After paying for the decryption key, Garmin received software to decrypt data and bring their customer services back online.
A large travel company CWT was also hit with ransomware and ended up paying around $4.5M in Bitcoin to recover their files.
I highly recommend checking out the chat logs between the company and the hackers where the negotiated release of their files.
One of the more interesting cases is when Radiohead had unreleased recordings stolen and held ransom unless they paid $150,000. While $150,000 doesn't seem like much compared to the other cases, the other companies were huge enterprise companies with far more revenue and a much larger budget.
The band didn't want these recordings released but instead of being held hostage, they released all the recordings online for sale for around $23 with all proceeds going to charity.
Ransomware is becoming more and more common and hackers are using cryptocurrencies like Bitcoin to maintain their anonymous.
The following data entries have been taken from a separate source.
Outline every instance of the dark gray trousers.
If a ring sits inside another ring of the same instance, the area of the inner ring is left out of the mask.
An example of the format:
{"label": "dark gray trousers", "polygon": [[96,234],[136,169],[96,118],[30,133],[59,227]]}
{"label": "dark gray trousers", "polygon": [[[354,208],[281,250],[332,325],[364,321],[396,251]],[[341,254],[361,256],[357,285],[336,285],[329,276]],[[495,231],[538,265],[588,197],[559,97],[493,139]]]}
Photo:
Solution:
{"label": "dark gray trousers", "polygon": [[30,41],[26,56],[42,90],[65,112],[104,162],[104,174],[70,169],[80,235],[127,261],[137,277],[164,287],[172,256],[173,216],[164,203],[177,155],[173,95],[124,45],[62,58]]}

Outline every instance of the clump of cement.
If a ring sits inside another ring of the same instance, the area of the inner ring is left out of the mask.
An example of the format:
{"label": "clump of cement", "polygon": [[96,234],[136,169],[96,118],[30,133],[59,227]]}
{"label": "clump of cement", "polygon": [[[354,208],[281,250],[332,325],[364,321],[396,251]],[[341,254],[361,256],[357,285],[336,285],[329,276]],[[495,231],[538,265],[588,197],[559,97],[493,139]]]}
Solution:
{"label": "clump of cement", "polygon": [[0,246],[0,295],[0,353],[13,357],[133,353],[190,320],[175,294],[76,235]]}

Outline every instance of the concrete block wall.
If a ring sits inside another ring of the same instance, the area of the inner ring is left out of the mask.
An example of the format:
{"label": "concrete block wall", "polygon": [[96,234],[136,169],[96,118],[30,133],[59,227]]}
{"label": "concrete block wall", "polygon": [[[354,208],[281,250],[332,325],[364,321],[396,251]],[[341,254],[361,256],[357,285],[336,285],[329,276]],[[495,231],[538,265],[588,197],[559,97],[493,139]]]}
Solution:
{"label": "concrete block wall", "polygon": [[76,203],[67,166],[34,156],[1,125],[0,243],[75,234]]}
Many companies do not have proper offsite backups to protect against these threats and are forced to loose data and potentially their business or pay out millions to hackers.
Just two days ago Travelex filed bankruptcy after a ransomware attack took them offline for two and a half weeks.
Ransomware hackers target large enterprise businesses where spending a few millions to get their data back is more attractive than losing even a days worth of business.
In many cases just having a reliable off-site backup would have prevented these ransomware attacks from doing any real damage.